The Penrose car bore two excited people from the station out into Whitla Street.
3
As Pamela Grey Saw It
The short February day was already drawing to a close as Jack and Pam drove out along the Bangor road. It was fine with a clear sky, but a bite in the air suggested frost. There was but little traffic, and Jack drove quickly. They soon passed through the rather drab streets on the east side of the Lagan and out into the comparative country of Sydenham. Then came Holywood and the rich, well-timbered estates leading up to Craigavad. An occasional glimpse of the Lough, the tiny village of Crawfordsburn, and finally Carnalea and the turn to the sea.
They passed the railway at Carnalea Station and went on down the road to the shore. The Whitesides lived in a red brick house of many gables standing in its own ground, one boundary being the beach itself.

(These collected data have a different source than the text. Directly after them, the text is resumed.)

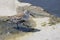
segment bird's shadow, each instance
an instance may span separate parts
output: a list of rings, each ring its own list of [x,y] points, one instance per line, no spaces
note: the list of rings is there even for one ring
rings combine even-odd
[[[39,29],[34,29],[34,28],[26,28],[26,27],[14,27],[14,29],[22,32],[38,32],[40,31]]]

The space between the house and the beach had been levelled and turfed, making a lawn with a couple of tennis courts in the centre. Low evergreen shrubs where the ground sloped down to the shingle made the place private, but left the view open to the sea. In summer the outlook over the Lough was charming, with the ever changing colours of the water and the undulating line of the Antrim coast stretching from the dark square tower of Carrickfergus Castle to the bluff cliffs of Black Head and the Gobbins. On specially clear days the faintest trace of the far off Mull of Kintyre showed to the right of the Gobbins, an ethereal blue band above the hard black line of the sea. But in winter the view had to be paid for, when wild nor’-westers snorted in over a Lough of lead flecked with white, and masses of spindrift were carried across the grass and up to the windows of the house itself. Pam loved the sea in all its moods, whether it roared in its fury or, as it was now, dark and silent, though with a faint reflection from the still luminous western sky.
As they approached the door it opened, and a young woman appeared. She waved her arm.
‘Hallo!’ she cried. ‘Good business! We’re all alone, and were hoping someone would turn up. Tea’s just coming in, and after it we might try the new ping-pong table.’
This was Dorothy Whiteside, commonly called Dot. Between her and her sister Daphne there was the same contrast as between Ferris and M‘Morris. Dot was short, dark, energetic, and inclined to be stout; Daphne was tall, fair, thin and languid. As they invariably went about together, it was perhaps inevitable that the ‘p’ of Daphne’s name should be turned into an ‘s’, and that she should be called Dash. Dot and Dash made a formidable combination socially, and were in constant request by hostesses. Wherever games or dancing were to be found, there usually were the sisters.